1.4. Full-text index analyzer providers

This section describes how to extend full-text index analyzers provided in Neo4j.

Full-text indexes always have an analyzer, which describes how text is analyzed for indexing and querying. The analyzer breaks the text up into smaller tokens, and processes these tokens with a number of filters. These filters can do many different things. For example, some remove stop-words, such as "the" and "is", while others transform the tokens by stemming them, or turn them into lower-case.

Which analyzer you should use depends on what you want to use the index for. For example, if the text being indexed belong to a special domain, such as email addresses, you would want an analyzer specific to that domain. Or if the text is always in a particular language, such as Russian, you could use an analyzer specific to that language.

Neo4j comes with a number of built-in analyzers. The full list of analyzers is available by calling the db.index.fulltext.listAvailableAnalyzers() procedure. The procedure returns the analyzer name, a short description, and the full list of stop-words used by the analyzer.

The default analyzer is the standard-no-stop-words analyzer. This default can be changed with the dbms.index.fulltext.default_analyzer setting. This setting only takes effect when a full-text index is created. Once a full-text index has been created, it remembers the analyzer in its index-specific settings.

It is possible to extend the available analyzers in Neo4j, by implementing an AnalyzerProvider. The AnalyzerProvider acts as a factory, which builds the concrete Lucene Analyzer instance used by the index. The following example creates a custom analyzer:

    public class CustomAnalyzerProvider extends AnalyzerProvider (1)
    {
        public CustomAnalyzerProvider()                          (2)
        {
            super( "custom-analyzer" );                          (3)
        }

        @Override
        public Analyzer createAnalyzer()                         (4)
        {
            try
            {
                return CustomAnalyzer.builder()                  (5)
                        .withTokenizer( StandardTokenizerFactory.class )
                        .addTokenFilter( LowerCaseFilterFactory.class )
                        .addTokenFilter( StopFilterFactory.class, "ignoreCase", "false", "words", "stopwords.txt", "format", "wordset" )
                        .build();
            }
            catch ( IOException e )
            {
                throw new UncheckedIOException( e );
            }
        }
    }

1

The custom analyzer provider class must be public, and it must extend the org.neo4j.graphdb.schema.AnalyzerProvider class.

2

The custom analyzer provider class must additionally have a public constructor that takes no arguments. Without this constructor, the new analyzer provider will not be loaded by Neo4j. There will be no warnings logged when an analyzer provider is ignored for this reason, so take care.

3

The constructor must then call its super-constructor, and give the name of the custom analyzer provider as an argument. This is the name that will be used to refer to this analyzer provider, when configuring indexes.

4

Lastly, the createAnalyzer method must be implemented. This method creates and returns the concrete Analyzer instance, that the indexes will use. If this method returns null or throws an exception, then the index will be marked as FAILED.

5

In this example, we are creating instances of Lucene’s CustomAnalyzer. We can, however, create and return anything that extends the org.apache.lucene.analysis.Analyzer class.

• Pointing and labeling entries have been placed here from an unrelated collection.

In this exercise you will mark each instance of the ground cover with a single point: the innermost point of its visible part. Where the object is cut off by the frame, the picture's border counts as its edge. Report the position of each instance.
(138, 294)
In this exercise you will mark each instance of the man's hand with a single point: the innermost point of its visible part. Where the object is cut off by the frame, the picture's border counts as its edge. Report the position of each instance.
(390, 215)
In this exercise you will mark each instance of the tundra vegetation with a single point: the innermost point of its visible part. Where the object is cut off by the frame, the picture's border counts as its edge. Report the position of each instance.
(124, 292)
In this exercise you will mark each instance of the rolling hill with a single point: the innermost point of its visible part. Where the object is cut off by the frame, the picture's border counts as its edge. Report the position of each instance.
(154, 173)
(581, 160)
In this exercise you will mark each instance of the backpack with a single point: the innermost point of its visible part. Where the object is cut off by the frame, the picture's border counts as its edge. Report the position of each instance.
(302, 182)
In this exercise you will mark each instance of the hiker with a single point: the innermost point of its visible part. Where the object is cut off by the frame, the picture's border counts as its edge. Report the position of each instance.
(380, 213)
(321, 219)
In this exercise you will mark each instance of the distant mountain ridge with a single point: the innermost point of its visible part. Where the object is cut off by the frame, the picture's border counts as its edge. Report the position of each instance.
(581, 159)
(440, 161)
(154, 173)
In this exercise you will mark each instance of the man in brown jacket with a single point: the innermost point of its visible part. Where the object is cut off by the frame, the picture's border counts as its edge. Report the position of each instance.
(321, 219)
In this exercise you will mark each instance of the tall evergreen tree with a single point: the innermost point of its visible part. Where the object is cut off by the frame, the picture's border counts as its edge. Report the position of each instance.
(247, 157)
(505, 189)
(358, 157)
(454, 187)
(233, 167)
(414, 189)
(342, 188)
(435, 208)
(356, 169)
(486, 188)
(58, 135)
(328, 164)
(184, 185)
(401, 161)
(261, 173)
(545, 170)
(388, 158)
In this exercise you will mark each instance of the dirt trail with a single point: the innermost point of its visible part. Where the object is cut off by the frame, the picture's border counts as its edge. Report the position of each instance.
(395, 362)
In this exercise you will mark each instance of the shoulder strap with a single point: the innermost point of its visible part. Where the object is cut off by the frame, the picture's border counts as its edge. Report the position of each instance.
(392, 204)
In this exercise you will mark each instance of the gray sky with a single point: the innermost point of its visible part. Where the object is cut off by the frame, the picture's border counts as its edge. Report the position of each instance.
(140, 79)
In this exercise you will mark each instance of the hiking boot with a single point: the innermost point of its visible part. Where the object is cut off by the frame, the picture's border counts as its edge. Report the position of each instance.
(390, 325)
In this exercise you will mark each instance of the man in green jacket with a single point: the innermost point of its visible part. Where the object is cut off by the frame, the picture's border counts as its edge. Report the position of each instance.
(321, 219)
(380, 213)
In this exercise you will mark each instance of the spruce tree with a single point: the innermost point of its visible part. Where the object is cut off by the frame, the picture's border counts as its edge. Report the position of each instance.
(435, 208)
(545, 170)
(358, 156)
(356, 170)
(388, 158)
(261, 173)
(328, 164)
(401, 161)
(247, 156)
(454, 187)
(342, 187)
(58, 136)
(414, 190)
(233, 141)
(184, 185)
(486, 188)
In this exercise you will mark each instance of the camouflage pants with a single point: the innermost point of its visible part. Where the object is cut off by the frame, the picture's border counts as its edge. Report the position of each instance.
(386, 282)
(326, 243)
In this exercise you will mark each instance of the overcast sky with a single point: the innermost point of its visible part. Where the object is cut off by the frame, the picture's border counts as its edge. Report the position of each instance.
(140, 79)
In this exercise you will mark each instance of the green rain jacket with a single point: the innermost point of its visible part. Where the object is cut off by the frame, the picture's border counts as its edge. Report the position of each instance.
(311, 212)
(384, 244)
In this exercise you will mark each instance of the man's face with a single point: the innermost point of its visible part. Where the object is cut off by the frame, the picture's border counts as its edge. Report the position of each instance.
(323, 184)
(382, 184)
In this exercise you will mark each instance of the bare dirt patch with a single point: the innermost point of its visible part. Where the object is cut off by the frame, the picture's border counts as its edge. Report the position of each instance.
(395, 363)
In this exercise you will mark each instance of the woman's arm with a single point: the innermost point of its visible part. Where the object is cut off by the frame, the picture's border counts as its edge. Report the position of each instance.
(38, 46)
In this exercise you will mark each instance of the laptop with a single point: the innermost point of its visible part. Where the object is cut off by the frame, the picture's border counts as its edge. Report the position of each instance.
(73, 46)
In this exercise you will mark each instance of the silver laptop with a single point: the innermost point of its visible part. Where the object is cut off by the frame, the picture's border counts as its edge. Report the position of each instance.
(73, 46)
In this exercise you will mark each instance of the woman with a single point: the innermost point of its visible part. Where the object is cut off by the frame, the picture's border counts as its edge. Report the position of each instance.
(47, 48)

Follow the guide in Setting up a plugin project, to learn how to package the custom AnalyzerProvider in a JAR file that can be integrated into Neo4j.

The analyzer providers are picked up by Neo4j via service loading. This means that in addition to having implemented the class above, we must also add the fully-qualified class name to a service file, and put that file on the class path. These service files are usually included in the JAR file that contains the Neo4j extensions. In a typical Maven project, such as the one created by the guide above, the directory structure would look like this:

project/
   src/
      main/
         java/
            my_package/
               CustomAnalyzerProvider.java (1)
         resources/
            META-INF/
               services/
                  org.neo4j.graphdb.schema.AnalyzerProvider (2)

1

This is the CustomAnalyzerProvider from our previous code example.

2

This is the service loader file. It is a plain-text file that contains a line, with the fully-qualified name, for each AnalyzerProvider we implement in our project. In this case, it contains a single line: my_package.CustomAnalyzerProvider.

In order for the META-INF/services resources to be handled correctly by the maven-shade-plugin, it may be necessary to include a service resource transformation to the plug-in configuration. This is an example of what that may look like:

<plugin>
  <groupId>org.apache.maven.plugins</groupId>
  <artifactId>maven-shade-plugin</artifactId>
  <executions>
    <execution>
      <goals>
        <goal>shade</goal>
      </goals>
      <configuration>
        <transformers>
          <transformer implementation="org.apache.maven.plugins.shade.resource.ServicesResourceTransformer"/>
        </transformers>
      </configuration>
    </execution>
  </executions>
</plugin>

Consult the documentation on the maven-shade-plugin for more details on this step.